26  Common Data Problems

In this chapter, you’ll learn how to overcome some of the most common dirty data problems. You’ll convert data types, apply range constraints to remove future data points, and remove duplicated data points to avoid double-counting.

26.1 Converting data types

Throughout this chapter, you’ll be working with San Francisco bike share ride data called bike_share_rides.
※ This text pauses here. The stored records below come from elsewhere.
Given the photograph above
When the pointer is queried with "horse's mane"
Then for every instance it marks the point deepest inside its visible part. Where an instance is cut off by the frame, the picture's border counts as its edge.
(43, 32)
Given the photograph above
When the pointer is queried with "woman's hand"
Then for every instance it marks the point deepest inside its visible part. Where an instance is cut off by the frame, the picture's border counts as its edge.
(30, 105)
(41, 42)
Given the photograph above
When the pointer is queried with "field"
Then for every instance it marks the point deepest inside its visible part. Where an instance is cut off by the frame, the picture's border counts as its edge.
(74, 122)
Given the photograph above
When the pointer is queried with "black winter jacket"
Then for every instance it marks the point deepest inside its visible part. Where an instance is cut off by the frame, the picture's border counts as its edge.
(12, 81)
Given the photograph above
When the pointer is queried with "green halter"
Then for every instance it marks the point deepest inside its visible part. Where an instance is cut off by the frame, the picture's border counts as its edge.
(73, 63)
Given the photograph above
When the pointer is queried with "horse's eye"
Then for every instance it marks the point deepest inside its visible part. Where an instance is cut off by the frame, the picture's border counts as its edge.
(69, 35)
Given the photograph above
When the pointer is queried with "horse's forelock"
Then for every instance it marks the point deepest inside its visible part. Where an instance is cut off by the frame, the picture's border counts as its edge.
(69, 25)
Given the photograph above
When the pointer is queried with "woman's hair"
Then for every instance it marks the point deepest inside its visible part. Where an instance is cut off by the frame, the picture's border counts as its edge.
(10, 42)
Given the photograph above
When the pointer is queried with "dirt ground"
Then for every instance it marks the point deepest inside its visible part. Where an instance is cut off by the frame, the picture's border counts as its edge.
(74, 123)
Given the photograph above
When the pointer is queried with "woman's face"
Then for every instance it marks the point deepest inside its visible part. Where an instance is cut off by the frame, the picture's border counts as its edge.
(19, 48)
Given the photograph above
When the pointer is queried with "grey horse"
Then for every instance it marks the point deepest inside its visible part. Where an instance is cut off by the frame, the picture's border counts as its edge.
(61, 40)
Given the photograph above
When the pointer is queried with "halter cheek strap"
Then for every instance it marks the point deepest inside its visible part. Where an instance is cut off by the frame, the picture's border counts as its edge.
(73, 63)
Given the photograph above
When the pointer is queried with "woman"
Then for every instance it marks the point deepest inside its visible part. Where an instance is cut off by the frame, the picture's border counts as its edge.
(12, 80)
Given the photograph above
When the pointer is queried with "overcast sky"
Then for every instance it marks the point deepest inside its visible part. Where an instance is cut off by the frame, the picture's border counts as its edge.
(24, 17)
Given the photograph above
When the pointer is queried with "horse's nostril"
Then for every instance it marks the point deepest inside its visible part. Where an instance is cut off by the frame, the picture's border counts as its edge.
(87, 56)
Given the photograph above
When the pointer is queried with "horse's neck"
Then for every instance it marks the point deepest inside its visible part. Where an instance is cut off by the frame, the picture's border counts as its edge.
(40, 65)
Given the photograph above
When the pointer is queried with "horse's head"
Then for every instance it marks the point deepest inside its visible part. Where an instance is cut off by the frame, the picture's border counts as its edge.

It contains information on start and end stations of each trip, the trip duration, and some user information.

Before beginning to analyze any dataset, it’s important to take a look at the different types of columns you’ll be working with, which you can do using glimpse().

In this exercise, you’ll take a look at the data types contained in bike_share_rides and see how an incorrect data type can flaw your analysis.

dplyr and assertive are loaded and bike_share_rides is available.

Instructions 100 XP

  • Examine the data types of the columns of bike_share_rides.
  • Get a summary of the user_birth_year column of bike_share_rides.
ex_001.R
# Glimpse at bike_share_rides
glimpse(bike_share_rides)

# Summary of user_birth_year
summary(bike_share_rides$user_birth_year)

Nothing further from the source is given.